My question is based on the Erdos probabilistic method. I am trying to read from the paper here. The proof of Theorem 1 contains the statement
Since a block sequence is monochromatic with probability $2^{1−k}$, it follows from the linearity of expectation that the expected number of monochromatic k-term quasi-progressions under a random coloring is at most $2N^2(c/2)^k/(k − 1)$.
Essentially as I understand the probablistic argument should run as follows: The probability of a particular event $A$ is $2^{1−k}$. We then conclude that the probability of the occuurence of any such event is bounded above by $2^{1−k}\times$ the number of such possible events.
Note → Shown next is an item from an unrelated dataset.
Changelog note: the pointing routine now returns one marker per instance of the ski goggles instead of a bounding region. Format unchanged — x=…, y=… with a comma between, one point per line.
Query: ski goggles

The number of possible events is bounded above as per the previous arguments (according to my understanding) in the paper by $N(N-k+1)c^k/(k − 1)$, and forcing $2N(N-k+1)(c/2)^k/(k − 1)$ to be less then $1$ will give us a bound for $N$ within which if $N$ is chosen the desired event is not guaranteed and hence we have a lower bound.
What I am unclear is about the following:
- The reference to the expected number ?
- Why is $2N(N-k+1)(c/2)^k/(k − 1)$ not used instead of $2N^2(c/2)^k/(k − 1)$ ?
If there is some further clarification needed I will be glad to supply it.
Thanks.
(Note that you’ve used both $K$ and $k$ for the paper’s $k$.) You get off track when you say
That product is actually the expected number of occurrences of the event. At that point he’s shown that if there are at most $c^k$ block sequences corresponding to $k$-term quasi-progressions of diameter $1$ having a particular first term and low difference, then the number of such block sequences is at most $$(N-k+1)\cdot\frac{N}{k-1}\cdot c^k\;.$$ The probability that any one of them is monochromatic is $\dfrac1{2^{k-1}}$, so by linearity of expectation the expected number of monochromatic sequences is at most $$(N-k+1)\cdot\frac{N}{k-1}\cdot c^k\cdot\frac1{2^{k-1}}\le\frac{2N^2}{k-1}\left(\frac{c}2\right)^k\;.$$
To put the matter in everyday terms, if you’re a basketball player and have a probability of $0.8$ of making a free throw, and you take $1000$ free throws, on average you can expect to make about $800$ of them. That’s the kind of reasoning used here, and it’s mathematically justifiable.
The replacement of $(N-k+1)N$ by $N^2$ is just a convenience, useful because $k$ is not specified. Even if $k=1$ this version works.